DALLAS (CBSDFW.COM) – Nine people from a North Dallas apartment complex called 911 to report a shooting in May 2018.

Dallas police officers arrived on scene 55 minutes later.

“Somebody could have a gunshot wound and time is of the essence in that situation,” said Adam Keill, who called 911.

When Keill called from his apartment, he told the 911 call taker he heard multiple gunshots, people screaming, and saw people running from the scene.

Keill said he overheard one woman saying, ‘You are trying to get me killed.’

Adam Keill

“I assumed they would show up in five to ten minutes,” Keill said. ”They did not. I was wondering if they were ever going to show up.”

Keill was not the only one from Overlook Ranch Apartments near Marsh Lane and President George Bush Turnpike to call 911 the night of May 12.

Police records show at least nine people called 911 to report a shooting at the apartment complex and yet this incident was given the same priority as someone calling 911 to report a minor accident.

Records show the 911 operator coded the call as a priority three general service call for random gunfire.

In Dallas, 911 calls are prioritized in one of five levels based on the information of the call. Emergency calls are given priority one status, while priority three and lower are for general service and non-critical calls.

After waiting for police to arrive for more than 40 minutes, Keill called 911 for a second time.
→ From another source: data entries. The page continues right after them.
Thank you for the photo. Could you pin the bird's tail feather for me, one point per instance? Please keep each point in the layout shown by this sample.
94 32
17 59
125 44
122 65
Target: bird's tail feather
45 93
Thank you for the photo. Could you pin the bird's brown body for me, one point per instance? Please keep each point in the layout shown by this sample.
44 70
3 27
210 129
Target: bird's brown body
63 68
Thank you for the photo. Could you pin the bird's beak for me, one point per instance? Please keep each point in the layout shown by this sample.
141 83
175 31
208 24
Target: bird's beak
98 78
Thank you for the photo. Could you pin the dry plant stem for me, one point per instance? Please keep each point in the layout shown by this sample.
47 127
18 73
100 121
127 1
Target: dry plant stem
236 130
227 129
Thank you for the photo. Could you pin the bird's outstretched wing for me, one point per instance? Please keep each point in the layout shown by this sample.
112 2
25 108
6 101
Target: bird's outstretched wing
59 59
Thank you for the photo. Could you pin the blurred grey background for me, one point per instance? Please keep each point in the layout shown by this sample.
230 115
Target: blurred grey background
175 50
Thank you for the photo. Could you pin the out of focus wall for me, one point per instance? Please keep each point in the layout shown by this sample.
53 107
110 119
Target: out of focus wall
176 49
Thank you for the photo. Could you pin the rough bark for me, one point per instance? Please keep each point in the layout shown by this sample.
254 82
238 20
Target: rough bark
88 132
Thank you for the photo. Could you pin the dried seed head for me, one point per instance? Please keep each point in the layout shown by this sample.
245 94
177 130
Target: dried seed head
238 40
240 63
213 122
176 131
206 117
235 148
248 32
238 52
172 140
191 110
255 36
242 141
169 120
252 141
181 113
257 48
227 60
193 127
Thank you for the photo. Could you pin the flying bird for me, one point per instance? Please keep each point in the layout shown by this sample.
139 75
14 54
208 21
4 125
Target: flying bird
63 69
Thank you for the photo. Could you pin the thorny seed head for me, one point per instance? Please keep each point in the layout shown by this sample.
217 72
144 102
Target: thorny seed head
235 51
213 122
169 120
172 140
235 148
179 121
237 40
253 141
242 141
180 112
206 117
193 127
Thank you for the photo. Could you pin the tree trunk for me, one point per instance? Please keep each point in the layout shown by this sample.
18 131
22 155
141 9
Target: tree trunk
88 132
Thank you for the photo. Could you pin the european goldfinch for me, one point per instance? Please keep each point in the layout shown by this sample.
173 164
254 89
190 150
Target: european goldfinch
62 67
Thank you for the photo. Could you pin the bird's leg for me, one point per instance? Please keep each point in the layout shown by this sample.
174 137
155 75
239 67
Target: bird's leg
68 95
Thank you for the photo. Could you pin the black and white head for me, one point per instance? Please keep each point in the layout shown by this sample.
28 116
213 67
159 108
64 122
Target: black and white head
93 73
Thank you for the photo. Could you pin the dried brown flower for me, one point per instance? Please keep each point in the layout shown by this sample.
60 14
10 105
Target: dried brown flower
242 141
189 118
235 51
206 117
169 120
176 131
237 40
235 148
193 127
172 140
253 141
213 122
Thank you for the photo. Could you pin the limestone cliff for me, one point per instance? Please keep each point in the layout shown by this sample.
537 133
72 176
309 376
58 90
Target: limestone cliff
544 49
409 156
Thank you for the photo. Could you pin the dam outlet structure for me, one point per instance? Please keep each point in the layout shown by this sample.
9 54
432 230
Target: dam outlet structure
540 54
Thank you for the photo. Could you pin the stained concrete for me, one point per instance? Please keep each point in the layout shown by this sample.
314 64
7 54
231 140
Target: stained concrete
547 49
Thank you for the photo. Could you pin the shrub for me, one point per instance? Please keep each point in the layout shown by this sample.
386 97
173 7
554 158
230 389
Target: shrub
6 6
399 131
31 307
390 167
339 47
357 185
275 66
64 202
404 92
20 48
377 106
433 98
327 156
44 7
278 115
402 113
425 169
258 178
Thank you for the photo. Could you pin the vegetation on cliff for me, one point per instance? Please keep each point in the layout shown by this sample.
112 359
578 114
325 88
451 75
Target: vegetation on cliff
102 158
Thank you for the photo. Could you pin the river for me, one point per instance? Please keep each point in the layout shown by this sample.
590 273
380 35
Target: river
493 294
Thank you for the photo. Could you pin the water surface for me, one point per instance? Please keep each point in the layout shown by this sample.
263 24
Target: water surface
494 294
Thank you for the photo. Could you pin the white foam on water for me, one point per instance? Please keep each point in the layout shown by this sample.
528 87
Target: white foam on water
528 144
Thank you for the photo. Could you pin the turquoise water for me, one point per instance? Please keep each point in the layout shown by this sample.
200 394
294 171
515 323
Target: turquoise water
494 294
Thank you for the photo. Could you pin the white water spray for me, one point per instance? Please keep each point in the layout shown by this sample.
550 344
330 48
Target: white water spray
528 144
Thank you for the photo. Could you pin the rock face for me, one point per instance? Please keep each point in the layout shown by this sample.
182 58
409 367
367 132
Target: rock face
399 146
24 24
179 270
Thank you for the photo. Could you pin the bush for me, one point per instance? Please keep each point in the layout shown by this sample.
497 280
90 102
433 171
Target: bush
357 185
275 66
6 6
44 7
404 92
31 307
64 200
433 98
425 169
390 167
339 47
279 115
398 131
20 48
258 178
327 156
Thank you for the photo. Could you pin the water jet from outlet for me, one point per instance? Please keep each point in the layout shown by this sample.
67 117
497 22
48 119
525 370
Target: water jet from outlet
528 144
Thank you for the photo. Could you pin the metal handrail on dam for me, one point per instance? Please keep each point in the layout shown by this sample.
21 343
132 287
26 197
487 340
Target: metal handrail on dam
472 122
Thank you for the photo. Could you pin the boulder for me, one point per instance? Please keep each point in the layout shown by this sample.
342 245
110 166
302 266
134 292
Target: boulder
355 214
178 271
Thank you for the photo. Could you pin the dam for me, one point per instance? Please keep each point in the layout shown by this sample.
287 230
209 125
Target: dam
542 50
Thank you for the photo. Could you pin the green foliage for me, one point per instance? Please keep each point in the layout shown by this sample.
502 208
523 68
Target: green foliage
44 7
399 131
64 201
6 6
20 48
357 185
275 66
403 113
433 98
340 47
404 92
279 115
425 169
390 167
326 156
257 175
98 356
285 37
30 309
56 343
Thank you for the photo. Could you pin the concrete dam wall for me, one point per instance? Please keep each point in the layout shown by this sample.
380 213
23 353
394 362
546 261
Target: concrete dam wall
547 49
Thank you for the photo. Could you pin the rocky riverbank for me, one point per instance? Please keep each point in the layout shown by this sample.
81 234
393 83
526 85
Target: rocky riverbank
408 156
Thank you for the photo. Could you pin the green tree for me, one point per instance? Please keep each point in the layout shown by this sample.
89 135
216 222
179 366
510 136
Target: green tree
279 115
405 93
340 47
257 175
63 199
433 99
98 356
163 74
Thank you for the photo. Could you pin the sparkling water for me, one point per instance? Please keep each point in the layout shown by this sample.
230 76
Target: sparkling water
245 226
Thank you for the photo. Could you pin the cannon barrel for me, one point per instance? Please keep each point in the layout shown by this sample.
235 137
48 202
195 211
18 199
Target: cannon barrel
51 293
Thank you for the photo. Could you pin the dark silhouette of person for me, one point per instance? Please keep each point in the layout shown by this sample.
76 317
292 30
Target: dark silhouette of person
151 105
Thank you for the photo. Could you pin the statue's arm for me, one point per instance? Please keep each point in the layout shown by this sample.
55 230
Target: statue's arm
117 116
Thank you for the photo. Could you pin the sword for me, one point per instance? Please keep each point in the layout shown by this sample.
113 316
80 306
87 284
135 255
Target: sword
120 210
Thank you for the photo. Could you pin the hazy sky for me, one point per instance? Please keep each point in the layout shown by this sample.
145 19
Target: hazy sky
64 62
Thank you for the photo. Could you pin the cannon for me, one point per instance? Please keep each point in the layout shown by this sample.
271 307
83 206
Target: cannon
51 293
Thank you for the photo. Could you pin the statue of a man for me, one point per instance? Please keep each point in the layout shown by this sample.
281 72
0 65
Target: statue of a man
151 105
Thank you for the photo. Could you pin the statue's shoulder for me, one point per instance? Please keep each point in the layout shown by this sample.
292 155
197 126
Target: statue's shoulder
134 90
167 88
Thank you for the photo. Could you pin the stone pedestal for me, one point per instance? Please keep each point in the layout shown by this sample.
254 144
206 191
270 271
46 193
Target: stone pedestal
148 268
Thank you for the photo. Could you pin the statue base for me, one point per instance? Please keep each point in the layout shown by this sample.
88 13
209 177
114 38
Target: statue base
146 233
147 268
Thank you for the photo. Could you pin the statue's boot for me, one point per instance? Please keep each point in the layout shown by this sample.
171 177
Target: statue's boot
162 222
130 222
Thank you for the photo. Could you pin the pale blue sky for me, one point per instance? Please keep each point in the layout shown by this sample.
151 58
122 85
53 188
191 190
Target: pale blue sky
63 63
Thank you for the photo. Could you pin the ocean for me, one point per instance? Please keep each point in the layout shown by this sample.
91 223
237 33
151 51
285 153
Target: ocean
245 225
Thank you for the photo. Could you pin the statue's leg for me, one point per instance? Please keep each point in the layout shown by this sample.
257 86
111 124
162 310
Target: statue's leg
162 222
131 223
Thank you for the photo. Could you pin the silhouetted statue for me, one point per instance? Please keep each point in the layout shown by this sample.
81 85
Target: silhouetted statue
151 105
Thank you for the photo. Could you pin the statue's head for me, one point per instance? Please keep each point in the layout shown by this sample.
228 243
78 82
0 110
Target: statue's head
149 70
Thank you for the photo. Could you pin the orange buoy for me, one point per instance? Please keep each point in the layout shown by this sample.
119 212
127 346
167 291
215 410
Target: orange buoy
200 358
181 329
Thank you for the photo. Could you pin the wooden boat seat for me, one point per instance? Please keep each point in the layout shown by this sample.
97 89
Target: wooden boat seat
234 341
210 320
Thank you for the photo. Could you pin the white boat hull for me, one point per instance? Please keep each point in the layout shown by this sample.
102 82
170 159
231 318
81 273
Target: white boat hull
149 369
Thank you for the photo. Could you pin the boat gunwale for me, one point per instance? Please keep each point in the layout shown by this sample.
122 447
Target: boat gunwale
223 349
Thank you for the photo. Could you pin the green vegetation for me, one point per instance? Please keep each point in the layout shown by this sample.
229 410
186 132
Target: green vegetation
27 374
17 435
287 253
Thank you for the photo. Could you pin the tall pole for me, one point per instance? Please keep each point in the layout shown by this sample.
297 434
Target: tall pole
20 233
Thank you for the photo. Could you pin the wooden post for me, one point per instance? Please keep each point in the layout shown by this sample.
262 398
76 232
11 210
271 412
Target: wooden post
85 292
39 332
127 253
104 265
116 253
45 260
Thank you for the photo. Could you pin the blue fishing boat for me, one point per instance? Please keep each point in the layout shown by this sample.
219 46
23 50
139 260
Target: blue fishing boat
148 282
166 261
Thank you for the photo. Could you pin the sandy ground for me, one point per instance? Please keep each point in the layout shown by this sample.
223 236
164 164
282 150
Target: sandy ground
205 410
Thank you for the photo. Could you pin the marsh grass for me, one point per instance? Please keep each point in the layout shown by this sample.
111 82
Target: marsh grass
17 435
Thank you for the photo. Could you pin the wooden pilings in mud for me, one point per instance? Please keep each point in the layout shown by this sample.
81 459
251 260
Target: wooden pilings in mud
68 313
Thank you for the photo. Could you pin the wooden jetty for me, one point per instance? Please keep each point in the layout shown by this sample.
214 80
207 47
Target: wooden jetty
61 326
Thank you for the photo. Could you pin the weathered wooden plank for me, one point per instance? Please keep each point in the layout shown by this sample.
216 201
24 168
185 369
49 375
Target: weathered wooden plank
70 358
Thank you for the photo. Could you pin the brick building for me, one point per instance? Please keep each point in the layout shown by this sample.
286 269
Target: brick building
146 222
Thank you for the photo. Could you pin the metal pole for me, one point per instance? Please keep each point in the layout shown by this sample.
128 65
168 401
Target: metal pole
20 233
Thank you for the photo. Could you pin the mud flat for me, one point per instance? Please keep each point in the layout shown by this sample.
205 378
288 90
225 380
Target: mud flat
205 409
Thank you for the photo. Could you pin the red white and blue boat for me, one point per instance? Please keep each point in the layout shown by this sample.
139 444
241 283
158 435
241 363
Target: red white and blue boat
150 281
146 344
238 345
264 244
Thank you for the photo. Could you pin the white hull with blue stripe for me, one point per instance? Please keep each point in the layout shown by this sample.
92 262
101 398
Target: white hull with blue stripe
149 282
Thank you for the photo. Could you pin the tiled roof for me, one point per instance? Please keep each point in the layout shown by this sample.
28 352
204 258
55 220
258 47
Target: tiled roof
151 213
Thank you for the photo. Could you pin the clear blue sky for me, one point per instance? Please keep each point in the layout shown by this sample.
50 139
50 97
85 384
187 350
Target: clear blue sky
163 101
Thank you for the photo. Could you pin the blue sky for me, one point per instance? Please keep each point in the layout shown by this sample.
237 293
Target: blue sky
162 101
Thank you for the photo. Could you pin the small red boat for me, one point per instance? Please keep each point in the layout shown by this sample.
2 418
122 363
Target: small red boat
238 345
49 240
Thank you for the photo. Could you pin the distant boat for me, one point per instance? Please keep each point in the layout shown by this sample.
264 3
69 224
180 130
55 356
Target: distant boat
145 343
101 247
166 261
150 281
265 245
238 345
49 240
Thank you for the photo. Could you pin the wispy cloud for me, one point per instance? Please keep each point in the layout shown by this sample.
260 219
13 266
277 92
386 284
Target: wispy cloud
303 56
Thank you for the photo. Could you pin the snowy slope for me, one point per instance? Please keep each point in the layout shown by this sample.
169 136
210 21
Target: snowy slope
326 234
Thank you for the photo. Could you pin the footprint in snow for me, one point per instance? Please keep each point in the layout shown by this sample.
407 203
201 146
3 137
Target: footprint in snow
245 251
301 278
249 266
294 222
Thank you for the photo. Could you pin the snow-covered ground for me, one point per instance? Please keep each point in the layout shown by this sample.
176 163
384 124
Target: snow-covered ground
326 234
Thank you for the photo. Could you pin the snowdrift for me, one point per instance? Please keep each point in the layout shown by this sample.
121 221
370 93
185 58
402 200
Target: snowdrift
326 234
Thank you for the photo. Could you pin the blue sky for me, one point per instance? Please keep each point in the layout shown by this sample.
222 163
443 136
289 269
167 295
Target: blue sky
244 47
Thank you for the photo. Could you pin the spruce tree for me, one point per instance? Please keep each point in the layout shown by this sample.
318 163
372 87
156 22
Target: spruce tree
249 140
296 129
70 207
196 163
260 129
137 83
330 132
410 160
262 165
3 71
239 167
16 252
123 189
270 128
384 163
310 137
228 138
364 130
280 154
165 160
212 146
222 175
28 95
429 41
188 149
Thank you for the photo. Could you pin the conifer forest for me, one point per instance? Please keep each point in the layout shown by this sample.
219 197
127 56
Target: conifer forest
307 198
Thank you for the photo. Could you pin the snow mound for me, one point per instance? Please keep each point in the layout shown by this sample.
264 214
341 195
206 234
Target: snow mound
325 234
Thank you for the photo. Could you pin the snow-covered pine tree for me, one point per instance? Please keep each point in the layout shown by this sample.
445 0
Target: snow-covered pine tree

So did another neighbor.

This time the 911 operator coded the call as a priority one. Officers were immediately dispatched and arrived at the apartment complex 12 minutes later.

Keill said he wonders if officers would have ever showed up if he had not called back a second time.

The Dallas Police Department told the CBS 11 I-Team the 911 operator on the original call made a mistake.

The department said the first person who called 911 to report the shooting had little information, only that he heard gunshots, so the call was coded as random gunfire – a lower priority call.

But when other neighbors, minutes later, called about the same shooting with more details, it should have been upgraded to an emergency high priority call.

It was not.

“Can I rely on Dallas PD to be there for me? After that incident, it’s very discouraging. I don’t feel like I can,” Keill said.

By the time officers arrived, the suspect was gone. All that was left at the scene was a pile of shell casings.

The department said through its investigation it was able to identify a suspect in the shooting and charged him with unlawful discharge of a firearm.

It does not appear as if anyone was hurt in the shooting.

In a written statement to the I-Team, a department spokesperson wrote: “We appreciate the opportunity to work with the media and bringing this to our attention so that we can provide the best service to our citizens. As a result our 911 training team has created training update notifications that will be disseminated immediately, in addition, we will be counseling with the call taker on the original call who failed to properly upgrade the priority to ensure this does not happen again.”